It is not government funded. Total business investment rose strongly in March, the quarter that we have just finished, to its highest level since the survey commenced in June 1987. So for the first time for a decade new capital investment is starting to rise to a level where it will generate growth, activity and opportunities for Australians in jobs and in expanded export opportunity, increased efficiency and productivity.
That is something that was not able to be achieved by huge concessions made to infrastructure borrowings and infrastructure funding. So one has to look at the total input to this nation to be able to ascertain precisely how well government policy is working.

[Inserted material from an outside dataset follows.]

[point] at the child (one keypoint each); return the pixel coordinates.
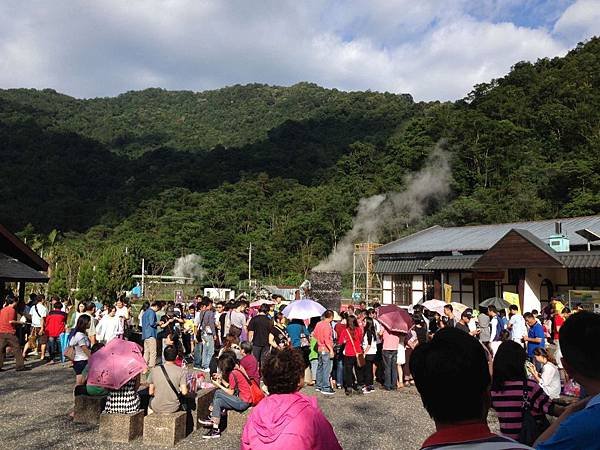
(249, 362)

Equipment spending has also reached its highest level since the survey began. Equipment spending is a pretty important aspect, because capital expenditure can include things like aircraft and other things which are imported, but the equipment spending is really the basis of new and future production. It does give an indication of confidence in the future for those making the investment. It does give an indication of the prospects for job improvement and for new opportunities for Australia. We now have had the third quarter of growth in capital expenditure and we have reached an historic high. That must continue.
But at the same time as removing the rorts that were implicit and perfectly predictable in the previous government's infrastructure borrowing scheme this government has now introduced changes by introducing the infrastructure borrowing tax rebate—a much cleaner and easier way of giving a concession, if one needs to give concessions to large projects.
Certainly, the demands on the financier and the investor are more rigid than was previous ly the case. But I guess the thing that I applaud more than anything else is the accountability that has been built into the process by the current government.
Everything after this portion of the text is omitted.